ESTRO 2023

Session Item

Automation

Session Type: Poster (Digital)

Track: Physics

Journey:

Does data curation matter in deep learning segmentation? Clinical vs edited GTVs in glioblastoma.

Kim Hochreuter, Denmark

Presentation Number: PO-1654

Abstract

Abstract Title:

Does data curation matter in deep learning segmentation? Clinical vs edited GTVs in glioblastoma.

Authors:

Kim Hochreuter^1,2, Jesper F. Kallehauge^3,2, Jintao Ren^1,2,4, Stine S. Korreman^1,2,4, Slávka Lukacova^2,4, Jasper Nijkamp^1,2, Anouk K. Trip¹

¹Aarhus University Hospital, Danish Center for Particle Therapy, Aarhus, Denmark; ²Aarhus University, Department of Clinical Medicine, Aarhus, Denmark; ³Aarhus University Hospital, Aarhus, Denmark, Danish Center for Particle Therapy, Aarhus, Denmark; ⁴Aarhus University Hospital, Department of Oncology, Aarhus, Denmark

Show Affiliations

Purpose or Objective

In postoperative chemoradiotherapy for glioblastoma (GBM) patients, the GTV is defined as contrast enhancement on T1w-MRI including the surgical cavity according to ESTRO guidelines. To automatically segment this GTV, deep learning (DL) models can be developed using clinical GTVs. However, clinical GTVs suffer from interobserver variation, which may impact DL-model performance.

The aim of this study was to compare performance of a DL-model based on clinical GTVs to a DL-model based on edited GTVs.

Material and Methods

259 consecutive patients with newly diagnosed GBM between 2012-2019 at a single center, each with a planning-MRI, and a clinical GTV following the ESTRO guideline, were included. For each patient, the clinical GTV was edited by a single independent radiation oncologist.

The cases were randomly split into train and test set (80:20), with stratification for extent of surgery (biopsy/limited/complete excision). We used nnU-net to train a model on clinical GTVs and similarly on edited GTVs, with contrast enchanced T1w-MRI as input. Both models were trained using 5-fold cross-validation, followed by ensemble-predictions (mean probability maps of the 5-folds) on the test set.

For evaluation surface Dice with a 2mm tolerance (sDSC) and Hausdorff Distance 95% (HD95) were reported in a cross-comparison using both models and delineation-sets (Fig. 1).
A. We first compared sDSC between models.

B.    We compared sDSC of the clinical model evaluated on the clinical vs. the edited test set, to assess the impact of editing on model evaluation.

C.    Similarly, we compared sDSC of the edited model evaluated on the clinical vs. the edited test set.

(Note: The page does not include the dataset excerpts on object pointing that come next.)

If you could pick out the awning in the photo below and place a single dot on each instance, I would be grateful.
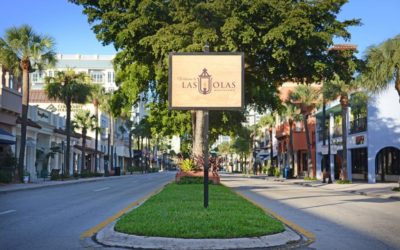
(88, 150)
(6, 138)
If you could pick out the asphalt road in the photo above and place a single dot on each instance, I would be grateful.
(339, 220)
(55, 217)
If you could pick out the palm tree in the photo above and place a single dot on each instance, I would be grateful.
(96, 97)
(106, 105)
(291, 114)
(332, 90)
(68, 87)
(270, 122)
(306, 98)
(84, 121)
(128, 126)
(382, 65)
(33, 52)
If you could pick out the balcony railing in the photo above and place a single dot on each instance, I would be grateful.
(358, 125)
(321, 134)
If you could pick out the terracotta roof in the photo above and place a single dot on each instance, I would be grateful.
(29, 123)
(63, 132)
(39, 96)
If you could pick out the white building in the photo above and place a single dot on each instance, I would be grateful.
(101, 71)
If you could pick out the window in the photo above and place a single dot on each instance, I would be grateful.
(388, 161)
(34, 77)
(110, 77)
(359, 160)
(97, 76)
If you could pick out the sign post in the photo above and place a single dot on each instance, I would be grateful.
(206, 81)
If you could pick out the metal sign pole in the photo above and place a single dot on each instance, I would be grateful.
(206, 161)
(205, 145)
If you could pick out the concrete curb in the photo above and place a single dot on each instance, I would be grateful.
(109, 237)
(382, 196)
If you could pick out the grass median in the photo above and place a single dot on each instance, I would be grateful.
(177, 211)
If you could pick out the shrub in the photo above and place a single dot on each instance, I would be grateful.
(310, 178)
(270, 171)
(343, 182)
(5, 176)
(277, 172)
(55, 174)
(193, 180)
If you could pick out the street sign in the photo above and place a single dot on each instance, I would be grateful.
(324, 149)
(206, 81)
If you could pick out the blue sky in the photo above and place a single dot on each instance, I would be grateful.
(66, 23)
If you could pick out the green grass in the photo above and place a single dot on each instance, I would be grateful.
(178, 212)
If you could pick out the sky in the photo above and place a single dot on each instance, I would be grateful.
(65, 22)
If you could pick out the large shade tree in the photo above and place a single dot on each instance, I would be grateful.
(68, 87)
(282, 40)
(32, 52)
(306, 97)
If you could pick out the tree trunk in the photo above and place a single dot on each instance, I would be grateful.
(344, 101)
(291, 151)
(68, 132)
(397, 84)
(83, 167)
(96, 144)
(198, 135)
(309, 162)
(112, 141)
(130, 147)
(271, 149)
(25, 65)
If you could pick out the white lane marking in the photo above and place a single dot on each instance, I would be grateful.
(101, 189)
(8, 211)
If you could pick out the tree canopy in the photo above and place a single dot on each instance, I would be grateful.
(282, 40)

D.    We then compared models again, while evaluating both models on the same edited test set.

For statistical comparison a paired Wilcoxon signed-rank test was used.

Results

Model:Evaluation	sDSC median (range)	HD95 median (range)
Clin:Clin	0.91 (0.35-0.996)	3.0 (1.12-19.34)
Edit:Edit	0.98 (0.79-0.9999)	1.66 (1.0-44.11)
Clin:Edit	0.94 (0.66-0.993)	2.26 (1.26-37.55)
Edit:Clin	0.90 (0.37-0.995)	3.18 (1.12-43.66)

The Edit model evaluated on the Edit test set (Edit:Edit), outperformed all other model test combinations (Fig. 1ACD & 2, table). We only present p-values for sDSC comparisons, as the conclusions for HD95 are identical.
Interestingly, the sDSC results significantly improved when the clinical model was evaluated on the edited test set instead of the clinical (Clin:Clin vs. Clin:Edit) (Fig. 1B). Altogether showing that both the clinical and edited model predictions better resembled the edited GTVs in the test set. Moreover, when evaluating with the clinical test set, there was no significant difference between the models (Fig 2, Clin:Clin vs. Edit:Clin p=.36).

Conclusion

Data curation had a significant impact on model performance, and on the evaluation of model performance. The model based on curated data had a substantially higher precision and accuracy than the model based on clinical data. Our results emphasize the importance of data curation in DL.